Carlton had needed 159 pitches to get the Phillies a win in Game 2. Six days later, he only needed 110 to guide the Phils to their most important win in team history.
All told, “Lefty” threw over 330 innings during the ’80 season and postseason, and of course, “The Tugger” came on in the ninth to close the deal…
7 IP, 4 H, 1 ER, 3 BB, 7 K
No. 3: Curt Schilling in 1993 World Series, Game 5
The Phils were trailing the defending World Champion Blue Jays 3-1 in the series and still reeling from one of the worst losses in Philadelphia sports history the night before.
Everyone (the team, the fans, the whole city) needed Curt Schilling to come up big.
Curt Schilling came up big, delivering a complete-game shutout and perhaps the most clutch performance in the 33-year history of the place they once called the Vet.
Fifteen years later, Schill retired with an 11-2 record and a 2.23 ERA in 19 postseason starts, plus three World Series titles.
Can’t wait to see you in Cooperstown in a few years, Curt.
9 IP, 5 H, 0 ER, 3 BB, 6 K...
and 147 pitches.
No. 2: Cliff Lee in 2009 World Series, Game 1
Who: Cliff Lee. Duh, who else?
What: Sheer, indescribable brilliance against professional sports’ most-universally hated team.
When: Game 1, matched up against a $161-million, 290-lb blob wearing pinstriped panjamas on the mound.
Where: The New Yankee Stadium, aka the ridiculous launching pad where the home team had gone 56-17 since early May.
Why: Because the New York Yankees are Cliff Lee’s ______ (fit in whatever unflattering word you want to use).
On this night, there was no “A-bomb,” no “Tex Message," and no “Melk-Man.” None of that.
There was just Cliff Lee (and Chase Utley too).

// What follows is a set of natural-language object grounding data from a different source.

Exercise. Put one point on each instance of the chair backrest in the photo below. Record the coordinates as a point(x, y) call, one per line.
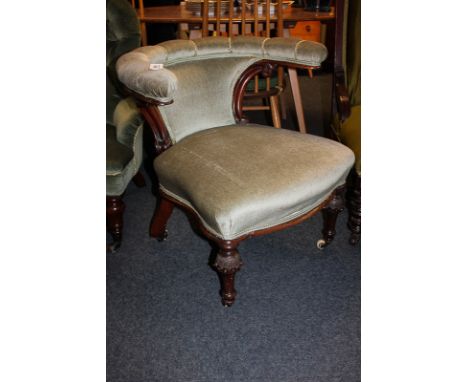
point(248, 18)
point(200, 76)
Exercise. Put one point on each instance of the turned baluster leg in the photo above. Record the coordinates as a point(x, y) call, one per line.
point(161, 215)
point(227, 263)
point(114, 214)
point(330, 214)
point(354, 219)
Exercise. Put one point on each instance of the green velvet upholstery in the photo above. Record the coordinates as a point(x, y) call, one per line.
point(210, 65)
point(349, 131)
point(134, 68)
point(350, 135)
point(241, 179)
point(237, 178)
point(124, 125)
point(124, 151)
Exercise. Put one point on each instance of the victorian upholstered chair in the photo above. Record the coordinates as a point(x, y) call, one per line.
point(124, 124)
point(236, 179)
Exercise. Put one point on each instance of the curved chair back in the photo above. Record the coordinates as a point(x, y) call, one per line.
point(200, 76)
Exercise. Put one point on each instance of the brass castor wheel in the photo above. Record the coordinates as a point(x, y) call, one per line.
point(163, 237)
point(321, 244)
point(354, 238)
point(113, 247)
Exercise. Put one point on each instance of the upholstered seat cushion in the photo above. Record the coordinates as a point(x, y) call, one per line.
point(242, 178)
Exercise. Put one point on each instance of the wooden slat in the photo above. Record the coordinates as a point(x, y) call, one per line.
point(218, 18)
point(243, 18)
point(205, 9)
point(231, 15)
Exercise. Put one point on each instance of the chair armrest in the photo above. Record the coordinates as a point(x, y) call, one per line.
point(127, 122)
point(135, 72)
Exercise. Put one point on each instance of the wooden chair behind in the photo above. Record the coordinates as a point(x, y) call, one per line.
point(244, 21)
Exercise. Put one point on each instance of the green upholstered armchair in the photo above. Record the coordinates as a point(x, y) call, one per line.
point(124, 124)
point(236, 179)
point(347, 125)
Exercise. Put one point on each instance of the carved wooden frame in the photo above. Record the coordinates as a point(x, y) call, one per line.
point(228, 260)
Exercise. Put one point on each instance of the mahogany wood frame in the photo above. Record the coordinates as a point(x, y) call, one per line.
point(115, 208)
point(228, 261)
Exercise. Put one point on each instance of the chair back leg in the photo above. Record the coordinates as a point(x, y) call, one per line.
point(114, 216)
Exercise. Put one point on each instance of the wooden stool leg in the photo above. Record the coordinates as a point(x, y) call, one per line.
point(297, 99)
point(161, 215)
point(330, 214)
point(354, 218)
point(114, 216)
point(275, 112)
point(227, 263)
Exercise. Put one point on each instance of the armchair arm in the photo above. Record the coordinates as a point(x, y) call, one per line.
point(160, 83)
point(127, 121)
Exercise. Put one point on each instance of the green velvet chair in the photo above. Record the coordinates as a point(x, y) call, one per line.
point(348, 121)
point(234, 178)
point(124, 124)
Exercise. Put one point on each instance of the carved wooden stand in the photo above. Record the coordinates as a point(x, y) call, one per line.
point(227, 263)
point(161, 215)
point(330, 214)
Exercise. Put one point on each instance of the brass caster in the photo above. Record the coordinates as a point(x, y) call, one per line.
point(163, 237)
point(321, 244)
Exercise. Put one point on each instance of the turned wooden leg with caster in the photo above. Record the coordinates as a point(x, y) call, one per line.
point(114, 216)
point(227, 263)
point(330, 214)
point(161, 215)
point(354, 207)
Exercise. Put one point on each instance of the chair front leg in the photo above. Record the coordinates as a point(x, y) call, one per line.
point(354, 219)
point(114, 216)
point(227, 263)
point(161, 215)
point(330, 214)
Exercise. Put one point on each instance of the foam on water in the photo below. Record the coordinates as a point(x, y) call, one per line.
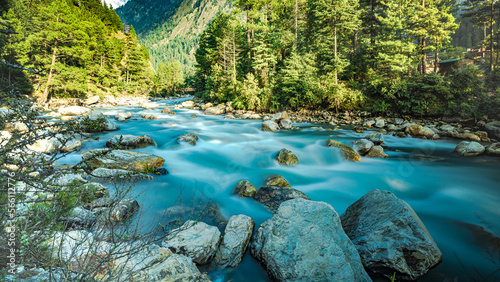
point(451, 194)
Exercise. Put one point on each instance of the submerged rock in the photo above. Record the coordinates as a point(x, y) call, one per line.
point(390, 237)
point(277, 180)
point(78, 218)
point(121, 159)
point(123, 210)
point(123, 116)
point(273, 196)
point(418, 131)
point(167, 111)
point(196, 240)
point(217, 110)
point(74, 111)
point(117, 175)
point(285, 124)
point(377, 152)
point(236, 237)
point(469, 149)
point(189, 138)
point(269, 125)
point(493, 128)
point(128, 142)
point(97, 122)
point(493, 150)
point(304, 241)
point(376, 137)
point(362, 146)
point(245, 189)
point(286, 157)
point(347, 152)
point(468, 136)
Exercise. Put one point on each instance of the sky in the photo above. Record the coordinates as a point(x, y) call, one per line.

“Oh my goodness gracious!!!”
9 IP, 6 H, 0 ER, 0 BB, 10 K
No. 1: Roy Halladay in 2010 NLDS, Game 1
A no-hitter in the playoffs: enough said.
The man who will soon be awarded the 2010 NL Cy Young now has the second-best starting pitching performance in MLB postseason history to his credit.
Funny. About six years ago I seem to remember hearing rumblings that the Phillies would never be able to acquire good pitchers since no good pitcher would ever want to pitch in Citizens Bank Park.
Ahm, Pete Rose and John Smoltz, it’s OK. We all make mistakes. All of us except for Mr. Halladay, anyway. He’s pretty much perfect.